That job includes everything from an initial consultation and colour analysis (to figure out which colours work best for your skin tone) to wardrobe analysis and personal shopping. And while you might think her clients are limited to vain magazine editors and insecure energy executives, she says they come in all types – and all ages. “I’ve had people buy my services for their son who’s just starting out from university. I’ve had husbands buy Christmas packages for their wives. And I have men and women in their 60s who are all about having fun and learning about what works best for them.”

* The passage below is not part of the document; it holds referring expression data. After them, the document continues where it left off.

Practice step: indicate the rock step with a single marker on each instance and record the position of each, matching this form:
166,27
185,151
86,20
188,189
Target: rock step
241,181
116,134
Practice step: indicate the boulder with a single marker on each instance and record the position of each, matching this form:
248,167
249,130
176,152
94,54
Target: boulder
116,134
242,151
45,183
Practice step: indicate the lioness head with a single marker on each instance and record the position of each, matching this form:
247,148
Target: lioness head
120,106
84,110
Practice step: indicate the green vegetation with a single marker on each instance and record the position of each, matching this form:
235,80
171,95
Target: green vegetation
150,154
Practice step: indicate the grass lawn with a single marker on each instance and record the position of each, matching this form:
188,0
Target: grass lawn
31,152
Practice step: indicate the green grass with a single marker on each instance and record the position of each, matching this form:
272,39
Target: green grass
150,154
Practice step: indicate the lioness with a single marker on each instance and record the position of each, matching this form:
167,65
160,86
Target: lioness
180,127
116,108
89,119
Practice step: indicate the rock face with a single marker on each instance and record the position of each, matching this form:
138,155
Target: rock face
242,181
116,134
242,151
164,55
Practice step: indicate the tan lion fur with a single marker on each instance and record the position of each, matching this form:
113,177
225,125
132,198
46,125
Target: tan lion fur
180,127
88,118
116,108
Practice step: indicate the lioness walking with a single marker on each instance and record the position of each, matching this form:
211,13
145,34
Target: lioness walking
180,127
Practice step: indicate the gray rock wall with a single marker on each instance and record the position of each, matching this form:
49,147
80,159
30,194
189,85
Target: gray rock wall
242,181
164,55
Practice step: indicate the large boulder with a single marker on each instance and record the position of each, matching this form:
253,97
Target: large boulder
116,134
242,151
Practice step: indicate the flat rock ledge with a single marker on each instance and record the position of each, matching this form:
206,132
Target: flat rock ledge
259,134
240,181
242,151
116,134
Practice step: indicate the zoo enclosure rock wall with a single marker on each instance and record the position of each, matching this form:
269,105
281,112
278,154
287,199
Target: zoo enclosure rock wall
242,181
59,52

And while looking better is obviously its own reward, Kim says the benefits can be far more tangible – and material. “I get a lot of people who are in between jobs, up for a promotion or just got a promotion that requires them to have a more authoritative image,” she says. “They get a greater degree of confidence, and hopefully they can move ­forward professionally or personally with that.”

Extra Credit

It’s no great secret that Albertans tend, on the whole, to err on the side of underdressing, but Camille Kim says her experience confirms it. “I have employers contacting me with that same complaint. So, obviously, it’s an issue.” That’s particularly true of younger employees, who either look like they’re headed out for a day at the beach or on their way to a funeral. “I always find that they either dress really casual-sporty, or they move into something way too old and traditional for their age category,” she says. “They don’t tend to know what they can wear in between.”

But, she says, fixing this doesn’t need to cost people thousands of dollars. Instead, it’s about attitude, intention and a bit of savvy shopping. “If they just put a little more effort, if they just looked a little more put together, if they just looked a little more high-status, it would make a huge difference. And it can be done without tons and tons of money. It can be done.”